Just learning, I'd say.

Scotch may aid or hinder the process, which... May or may not be helpful.

You can, of course, try to "turn around" the way in which you consider the world around you. At the end of the day, God is just a lazy explanation for something that you either do not know - yet - or something that you know, but have not looked at closely enough to see its natural patterns emerge. Doing so shoves god into an ever-shrinking set of gaps, to a point where you have to ask; "is it even a god anymore?"

That said, I was never a believer, so... Take it for what it is. If meth or gambling addiction are anything to go by, it may be difficult to un-learn something, even if you are motivated to do so and know better.
Quote from: Ecurb Noselrub on July 25, 2013, 08:18:52 PM
In Asmo's grey lump,
wrath and dark clouds gather force.
Luxembourg trembles.

Michael Reilly

I really do wonder if all of this God business isn't deeply ingrained into my neural pathways. I have not raised my own two children in any kind of faith tradition, so if they do decide to explore that path, they will have a pretty clean slate. But man! This shit is in deep.

Asmodean

Yeah... I can only answer that from an intellectual understanding as I'm "not put together that way." Even when giving up smoking, I just... Woke up one morning and didn't smoke. No struggles or particular cravings. I think part of it is actually that I never decided to quit - just decided to smell a little better in public, if that. It may have been harder, had it been a conscious decision revolving around the act of smoking.

But I do digress. People are creatures of habit, and some are harder to break than others [habits, that is, not people. Although... Yeah. It holds whichever way]. There is a reason religions have, as a whole, survived and even thrived in the age of science. When ideologically-Atheist (as in, atheist as a part of their overall ideology) Soviet Union collapsed after seventy-or-so years (as in, multiple generations) religiousness and organised religion resurged, until today the church is a political and social force, power and institution over there.

I don't think there is any shame in finding it hard to shake - but maybe if you "know better," you don't really have to?
Quote from: Ecurb Noselrub on July 25, 2013, 08:18:52 PM
In Asmo's grey lump,
wrath and dark clouds gather force.
Luxembourg trembles.

Dark Lightning

Being brought in a religion, the brainwashing can go mighty deep. But consider that there are religions that don't have a hell equivalent. Which one is right? None of them.

billy rubin

there are religions that dont have any gods.

theravada, for example.


"I cannot understand the popularity of that kind of music, which is based on repetition.
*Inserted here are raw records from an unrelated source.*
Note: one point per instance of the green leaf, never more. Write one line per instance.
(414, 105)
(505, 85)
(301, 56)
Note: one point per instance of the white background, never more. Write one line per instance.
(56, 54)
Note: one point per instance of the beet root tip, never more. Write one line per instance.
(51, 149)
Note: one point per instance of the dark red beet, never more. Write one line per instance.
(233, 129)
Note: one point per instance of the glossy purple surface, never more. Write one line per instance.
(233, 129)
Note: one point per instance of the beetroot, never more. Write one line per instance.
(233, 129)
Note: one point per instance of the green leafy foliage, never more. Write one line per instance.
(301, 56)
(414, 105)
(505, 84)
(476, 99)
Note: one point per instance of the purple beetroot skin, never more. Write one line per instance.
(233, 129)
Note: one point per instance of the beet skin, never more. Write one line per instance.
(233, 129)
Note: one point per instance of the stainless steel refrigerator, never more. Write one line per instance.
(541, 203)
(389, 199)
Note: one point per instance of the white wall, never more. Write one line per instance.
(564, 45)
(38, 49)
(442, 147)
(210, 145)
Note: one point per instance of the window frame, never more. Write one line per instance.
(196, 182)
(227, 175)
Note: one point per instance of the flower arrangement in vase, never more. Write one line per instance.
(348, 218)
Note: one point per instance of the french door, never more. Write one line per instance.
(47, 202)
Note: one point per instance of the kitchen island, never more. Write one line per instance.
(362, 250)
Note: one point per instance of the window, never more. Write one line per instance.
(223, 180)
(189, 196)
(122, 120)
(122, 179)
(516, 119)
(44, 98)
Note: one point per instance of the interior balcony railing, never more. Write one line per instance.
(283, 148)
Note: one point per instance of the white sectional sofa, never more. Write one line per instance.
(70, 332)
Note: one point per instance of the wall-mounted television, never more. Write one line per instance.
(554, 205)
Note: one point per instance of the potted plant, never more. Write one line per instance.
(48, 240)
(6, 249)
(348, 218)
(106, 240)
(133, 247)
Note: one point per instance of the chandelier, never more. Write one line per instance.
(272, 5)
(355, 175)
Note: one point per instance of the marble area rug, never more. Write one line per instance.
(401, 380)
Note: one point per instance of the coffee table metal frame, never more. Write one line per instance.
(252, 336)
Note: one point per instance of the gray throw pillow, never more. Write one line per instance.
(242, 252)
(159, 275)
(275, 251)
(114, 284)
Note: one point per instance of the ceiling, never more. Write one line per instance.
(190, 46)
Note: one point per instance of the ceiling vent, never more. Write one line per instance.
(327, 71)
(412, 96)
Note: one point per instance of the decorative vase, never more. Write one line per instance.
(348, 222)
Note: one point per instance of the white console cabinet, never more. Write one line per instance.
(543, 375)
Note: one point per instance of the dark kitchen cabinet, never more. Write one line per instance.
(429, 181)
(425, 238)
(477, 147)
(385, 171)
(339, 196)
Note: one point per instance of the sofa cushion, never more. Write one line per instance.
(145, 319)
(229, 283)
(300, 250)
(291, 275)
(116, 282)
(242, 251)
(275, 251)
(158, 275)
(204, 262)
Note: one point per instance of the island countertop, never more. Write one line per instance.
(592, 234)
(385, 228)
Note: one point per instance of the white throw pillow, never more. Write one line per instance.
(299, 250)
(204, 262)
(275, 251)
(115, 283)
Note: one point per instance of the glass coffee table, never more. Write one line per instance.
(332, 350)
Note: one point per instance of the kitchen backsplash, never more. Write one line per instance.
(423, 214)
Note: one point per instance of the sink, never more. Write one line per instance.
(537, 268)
In a civilized society, things don't need to be said more than three times."

Michael Reilly

Most forms of Buddhism are atheistic, aren't they? I know the Tibetans have a polytheistic belief system called Bon grafted onto the Buddhism.

billy rubin

the tibetans are weird. i dont know much about them. its theravada that is explicitly atheist, afaik

indochina mostly.

they treat buddhism the way westerners treat physics.

just this is how the universe works . . . add a god if you want . . .



"I cannot understand the popularity of that kind of music, which is based on repetition. In a civilized society, things don't need to be said more than three times."